入社後、誰の指示に従って仕事を行うのか、相談は誰にできるのか、仕事の報告は誰にするのか、といったことも働く環境として確認しておきます。

2つめのミッションと権限は、何をいつまでに行うのが自分のミッションなのか、そのミッションを成し遂げるための権限は与えられるのか、ということです。ミドルクラスが責任あるミッションを遂行しようと思えば、一定の権限が必要になります。自分が約束した成果を出すためにも、最初のミッションを確認し、そのために最低限必要な権限は何なのか、それが本当に与えられるのか、与えられるとしたらどこまでの権限が与えられるのかなど、自分らしく楽しく仕事をするためにも確認しておきましょう。

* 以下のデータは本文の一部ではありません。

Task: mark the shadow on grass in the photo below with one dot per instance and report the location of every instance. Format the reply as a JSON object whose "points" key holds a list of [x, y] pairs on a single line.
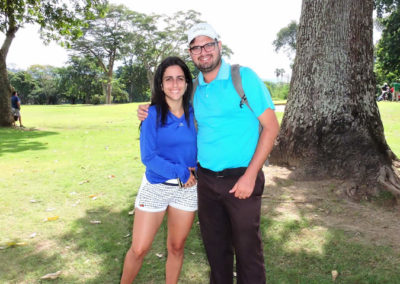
{"points": [[296, 251], [14, 140], [301, 249]]}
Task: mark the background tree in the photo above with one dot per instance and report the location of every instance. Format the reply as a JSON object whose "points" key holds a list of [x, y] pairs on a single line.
{"points": [[46, 91], [279, 72], [160, 36], [388, 47], [107, 40], [134, 77], [24, 84], [331, 126], [81, 80], [57, 19]]}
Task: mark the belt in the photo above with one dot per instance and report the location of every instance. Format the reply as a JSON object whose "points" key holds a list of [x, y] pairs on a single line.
{"points": [[225, 172]]}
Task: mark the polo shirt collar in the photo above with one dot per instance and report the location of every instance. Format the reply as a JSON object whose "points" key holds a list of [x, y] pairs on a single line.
{"points": [[223, 73]]}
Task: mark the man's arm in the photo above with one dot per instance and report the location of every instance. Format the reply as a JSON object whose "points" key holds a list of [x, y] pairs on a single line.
{"points": [[143, 111], [245, 185]]}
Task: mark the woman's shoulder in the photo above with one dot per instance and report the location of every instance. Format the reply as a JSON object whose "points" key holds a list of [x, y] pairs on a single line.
{"points": [[152, 111]]}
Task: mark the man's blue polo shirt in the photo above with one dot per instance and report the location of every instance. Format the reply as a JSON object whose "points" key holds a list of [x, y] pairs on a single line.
{"points": [[228, 134]]}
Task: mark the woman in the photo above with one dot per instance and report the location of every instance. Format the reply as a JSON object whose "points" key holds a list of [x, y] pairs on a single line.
{"points": [[168, 150]]}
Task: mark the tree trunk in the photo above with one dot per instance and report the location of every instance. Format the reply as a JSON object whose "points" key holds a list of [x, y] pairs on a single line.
{"points": [[108, 91], [332, 126], [5, 88], [5, 95]]}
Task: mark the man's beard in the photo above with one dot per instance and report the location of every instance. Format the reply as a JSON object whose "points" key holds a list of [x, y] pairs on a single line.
{"points": [[214, 64]]}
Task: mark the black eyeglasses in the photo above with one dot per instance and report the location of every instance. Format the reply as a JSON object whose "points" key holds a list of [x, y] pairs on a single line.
{"points": [[207, 47]]}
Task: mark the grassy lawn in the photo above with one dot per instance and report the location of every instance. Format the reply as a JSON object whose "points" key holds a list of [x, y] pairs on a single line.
{"points": [[74, 165]]}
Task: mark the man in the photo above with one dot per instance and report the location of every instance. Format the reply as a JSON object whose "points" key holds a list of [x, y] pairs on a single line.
{"points": [[231, 153], [15, 108]]}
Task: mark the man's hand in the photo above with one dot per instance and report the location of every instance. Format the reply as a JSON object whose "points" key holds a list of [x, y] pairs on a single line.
{"points": [[142, 112], [244, 187], [192, 179]]}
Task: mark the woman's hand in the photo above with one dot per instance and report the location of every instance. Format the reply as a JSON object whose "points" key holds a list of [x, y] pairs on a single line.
{"points": [[192, 178]]}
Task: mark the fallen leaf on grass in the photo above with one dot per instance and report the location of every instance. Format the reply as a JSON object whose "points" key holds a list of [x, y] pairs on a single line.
{"points": [[334, 274], [54, 275], [15, 244], [52, 218], [93, 196]]}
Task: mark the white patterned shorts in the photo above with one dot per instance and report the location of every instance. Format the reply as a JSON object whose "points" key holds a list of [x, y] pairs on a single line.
{"points": [[157, 197]]}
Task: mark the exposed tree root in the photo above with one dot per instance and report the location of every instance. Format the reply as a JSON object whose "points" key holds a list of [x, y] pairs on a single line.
{"points": [[390, 180]]}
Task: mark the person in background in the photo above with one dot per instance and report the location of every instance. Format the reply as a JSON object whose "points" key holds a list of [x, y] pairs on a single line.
{"points": [[168, 150], [231, 153], [16, 108]]}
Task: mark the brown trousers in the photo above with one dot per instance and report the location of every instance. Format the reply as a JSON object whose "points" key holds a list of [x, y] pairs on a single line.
{"points": [[231, 226]]}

3つめが達成基準・評価基準です。何をどこまで達成したら、どういう評価になるのか。最初の年収にこだわると転職自体が決まらないという失敗事例を紹介しましたが、それを避け、多少低い年収からスタートする場合には、この達成基準と評価基準を企業側ときちんと決めておく(握っておく)ことが重要で、ミッションを達成できた暁には年収がいくらアップするのかまで決めておければベストでしょう。

日本人は、こうした交渉に慣れていないため、「難しい」と感じるかもしれませんが、後悔しないためには、入社前に最低限の確認は必要不可欠です。

求職者の最低限の確認に対して、きちんと対応してくれるかどうかも含めて、「この企業で気持ちよく働けそうか」を入社を決めるまでに見極めましょう。